The real challenge isn’t just about drugs. It’s about values. Do we believe every patient deserves equal access to care - even when resources are tight? If yes, then we need to stop pretending rationing is a rare crisis. It’s a recurring reality. And we need systems that reflect that truth - not avoid it.

Is medication rationing legal?

Yes, but only when done through structured, transparent processes. Individual doctors can’t legally refuse treatment based on personal bias. However, hospitals can implement formal allocation plans approved by ethics committees. These plans are reviewed and accepted by medical boards and are designed to ensure decisions are fair, consistent, and based on medical need - not wealth, status, or connections.

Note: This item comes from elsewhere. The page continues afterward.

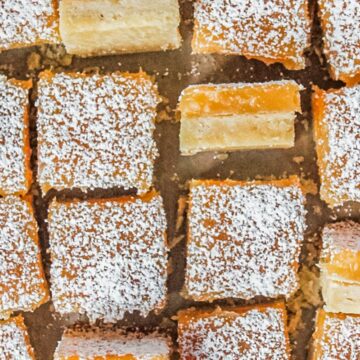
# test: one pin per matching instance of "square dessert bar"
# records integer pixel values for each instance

Do patients ever get priority because they’re healthcare workers?

Sometimes, but only in specific situations. Some ethical frameworks include “instrumental value” - giving priority to those whose continued health allows them to save others. For example, a nurse working in an ICU during a shortage might be prioritized if their absence would put other lives at risk. But this is rare, carefully documented, and never applied to administrative staff or non-clinical workers. It’s not about status - it’s about preserving the ability to deliver care to everyone.

Why aren’t all hospitals using these ethical frameworks?

Cost, time, and resistance. Setting up a committee takes months - hiring ethicists, training staff, creating protocols. Many hospitals are underfunded or overwhelmed. Some doctors resist because they don’t want to give up control. Others think shortages are temporary and don’t plan ahead. The result? Most hospitals still rely on ad-hoc decisions, even though studies show this increases distress, errors, and disparities.

Can patients appeal a rationing decision?

They should be able to - but often aren’t told they can. Ethical guidelines require an appeals process, but only a small number of hospitals have it clearly defined or staffed. Patients who question why they didn’t get a drug should ask for the hospital’s shortage policy and request a review. If the hospital refuses to explain, that’s a violation of ethical standards.

Are there alternatives to rationing?

Yes - but only if you act early. Conservation strategies like using lower doses or spacing out treatments can stretch supplies. Substituting with similar drugs helps too. But these only work if hospitals plan ahead. The best alternative to rationing is preventing the shortage in the first place - through better manufacturing, diversified suppliers, and stronger regulatory enforcement. Until then, rationing remains the last option.